Oh my god
I was approved for my surgery and they moved the surgery to october 8th, instead of the 13th.
Now of course, I am sooooooooooo scared, my life is about to change, but all for the better, but still I am shaking so bad right now and am all teary cause I really thought that United Healthcare was going to deny my claim, I am crying like a baby right now, cause I am soooooooooooooo happy and soooooooooo nervous.
Yikes were talking 10 days from now. This time next year I can probably be 1/2 of me on the outside.
OMG, I need a group hug everyone.
PLEASE KEEP ME IN YOUR PRAYERS THAT EVERYTHING IS OKAY AND I COME OUT OF SURGERY SAFE AND SOUND.

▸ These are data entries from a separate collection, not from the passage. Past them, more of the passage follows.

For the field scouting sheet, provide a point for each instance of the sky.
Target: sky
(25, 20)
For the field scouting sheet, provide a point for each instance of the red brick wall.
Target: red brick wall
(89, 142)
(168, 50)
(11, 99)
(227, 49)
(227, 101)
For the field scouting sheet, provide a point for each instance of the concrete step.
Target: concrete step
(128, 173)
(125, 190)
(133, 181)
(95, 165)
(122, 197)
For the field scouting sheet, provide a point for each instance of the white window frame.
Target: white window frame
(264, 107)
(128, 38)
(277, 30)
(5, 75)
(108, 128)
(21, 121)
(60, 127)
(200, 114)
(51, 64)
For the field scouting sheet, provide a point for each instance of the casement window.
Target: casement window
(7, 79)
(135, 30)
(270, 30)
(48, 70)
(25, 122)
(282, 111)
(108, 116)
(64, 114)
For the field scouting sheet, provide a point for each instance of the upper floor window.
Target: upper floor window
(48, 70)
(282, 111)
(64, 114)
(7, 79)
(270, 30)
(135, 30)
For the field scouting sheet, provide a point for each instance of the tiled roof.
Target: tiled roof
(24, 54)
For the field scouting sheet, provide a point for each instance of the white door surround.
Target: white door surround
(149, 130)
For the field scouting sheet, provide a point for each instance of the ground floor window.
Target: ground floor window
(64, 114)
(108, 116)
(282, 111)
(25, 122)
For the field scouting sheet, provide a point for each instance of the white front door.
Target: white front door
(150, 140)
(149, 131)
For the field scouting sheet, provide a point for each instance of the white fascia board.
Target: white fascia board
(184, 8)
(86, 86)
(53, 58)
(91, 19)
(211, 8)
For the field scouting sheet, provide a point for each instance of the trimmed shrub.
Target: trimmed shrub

Congrads!! It is very scary I totally understand. I am post op almost 7 weeks. I was excited and ready until I was sitting there in the gown waiting for them to come get me. All of a sudden I burst out into tears! Scared to death. My poor boyfriend! He is a Saint! It will be fine, don't be too nervous, the hospitals and nurses and ofcourse the Dr's know what they are doing. You'll do great!!
I am new and just at the begining of my journey, I've got a big strike against me. I have emphysema. But, I will tell you I'm leaving it in the good Lords hands, and with all that are out here you have 'll have plenty of prayers. I felt that way when after the psyco evaluation they said I was approved for the surgery, I wanted to run away and hide.

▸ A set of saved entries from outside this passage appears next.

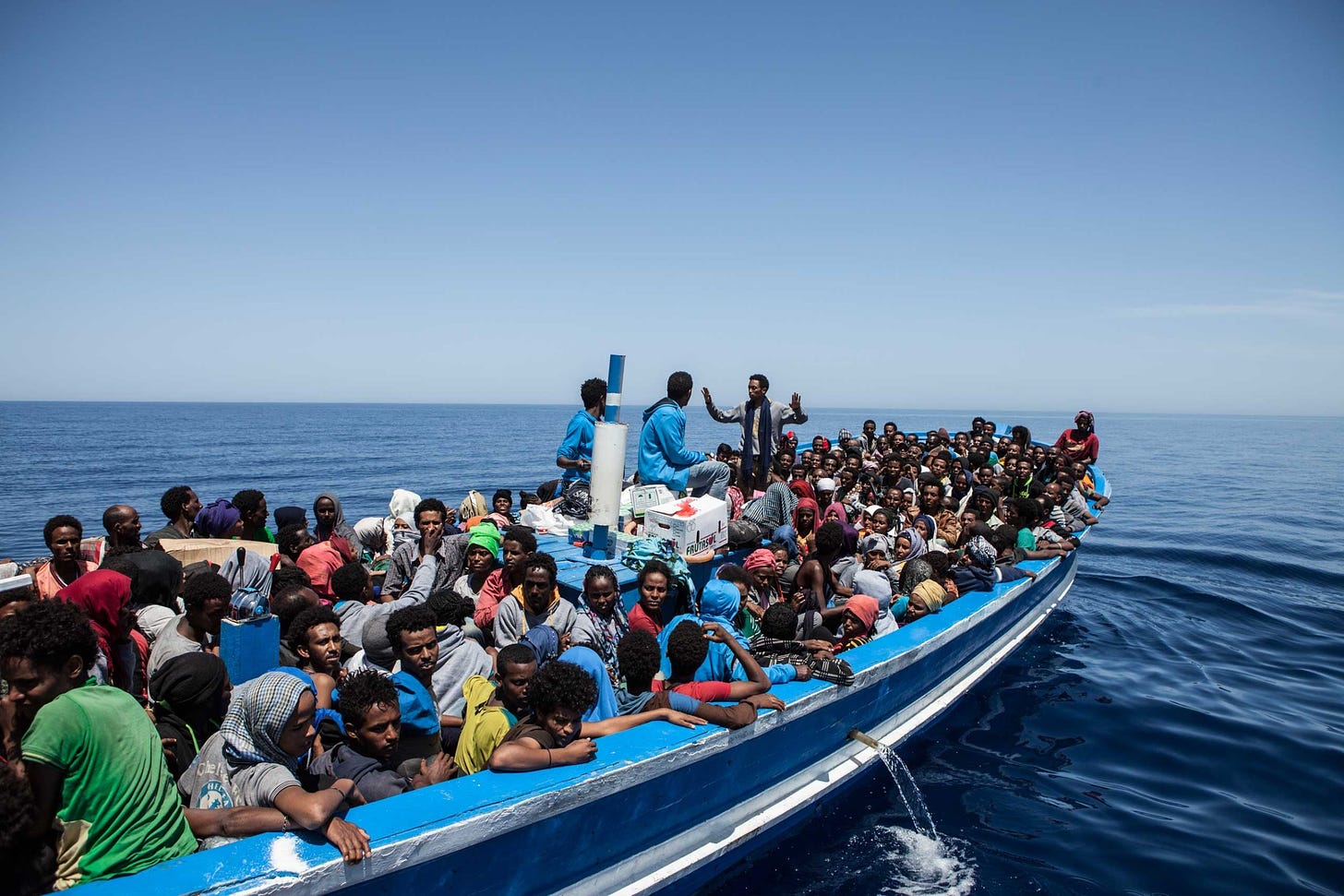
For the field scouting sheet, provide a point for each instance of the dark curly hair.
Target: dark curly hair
(47, 634)
(288, 539)
(409, 619)
(639, 657)
(593, 391)
(297, 633)
(524, 535)
(59, 521)
(175, 501)
(360, 692)
(542, 560)
(205, 586)
(656, 566)
(560, 686)
(348, 582)
(118, 560)
(27, 864)
(679, 385)
(450, 607)
(734, 574)
(687, 649)
(780, 621)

Thank you so much everyone for all your well wishes and kind words. As the days get shorter and the count down begins, I find myself questioning what it is exactly that I am doing. I know it's going to be for the best and I just think that I am in the pity stage now - because I won't be able to eat a frozen oreo cookie, but in the long run and after a while, I am hoping that my tastes will change.

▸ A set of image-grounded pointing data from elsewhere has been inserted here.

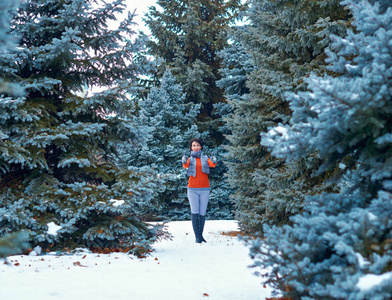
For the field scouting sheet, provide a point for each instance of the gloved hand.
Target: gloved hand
(184, 158)
(213, 158)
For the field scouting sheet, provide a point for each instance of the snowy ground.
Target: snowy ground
(178, 269)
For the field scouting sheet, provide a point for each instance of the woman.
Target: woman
(198, 166)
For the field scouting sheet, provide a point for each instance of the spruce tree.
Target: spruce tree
(187, 36)
(15, 243)
(284, 42)
(59, 139)
(340, 248)
(171, 126)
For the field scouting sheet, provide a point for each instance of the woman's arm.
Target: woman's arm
(211, 164)
(186, 165)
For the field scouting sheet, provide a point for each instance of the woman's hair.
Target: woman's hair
(197, 141)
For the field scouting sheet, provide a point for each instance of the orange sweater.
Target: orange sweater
(201, 179)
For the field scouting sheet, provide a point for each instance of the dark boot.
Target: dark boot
(201, 228)
(196, 226)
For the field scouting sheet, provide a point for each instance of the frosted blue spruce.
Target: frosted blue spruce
(340, 248)
(171, 125)
(12, 243)
(281, 44)
(59, 139)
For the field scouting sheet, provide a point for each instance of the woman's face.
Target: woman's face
(196, 146)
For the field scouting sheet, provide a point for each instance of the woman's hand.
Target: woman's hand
(184, 158)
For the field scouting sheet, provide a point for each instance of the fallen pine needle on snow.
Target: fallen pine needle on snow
(177, 269)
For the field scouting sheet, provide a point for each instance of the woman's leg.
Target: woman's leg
(194, 201)
(204, 197)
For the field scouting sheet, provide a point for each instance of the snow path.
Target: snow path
(177, 269)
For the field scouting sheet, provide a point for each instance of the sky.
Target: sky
(141, 7)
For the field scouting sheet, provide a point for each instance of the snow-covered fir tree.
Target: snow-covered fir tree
(282, 44)
(16, 242)
(187, 36)
(58, 179)
(340, 247)
(171, 124)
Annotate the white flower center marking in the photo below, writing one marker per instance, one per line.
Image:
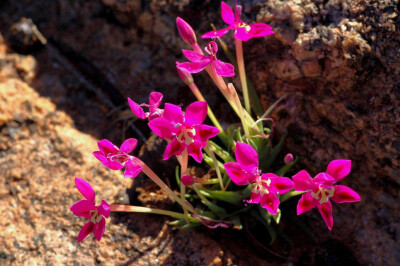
(261, 186)
(323, 194)
(246, 27)
(186, 135)
(95, 216)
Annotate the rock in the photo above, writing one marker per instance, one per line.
(338, 60)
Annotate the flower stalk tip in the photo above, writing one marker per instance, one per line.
(87, 209)
(186, 31)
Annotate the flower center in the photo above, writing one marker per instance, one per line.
(186, 135)
(95, 216)
(245, 26)
(323, 194)
(120, 157)
(261, 186)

I am just a basket case right now and a bundle of nerves - I think all my blood has run dry and my organs have dissappeared and in there place is a body full of butterflies. - Hey I wonder if that has anything to do with being the logo for WLS,
Well tomorrow night I am going to a little steak house and ordering a nice steak well done and having a few 's and enjoying what will probably be the last time I will ever be able to eat a 16 oz steak.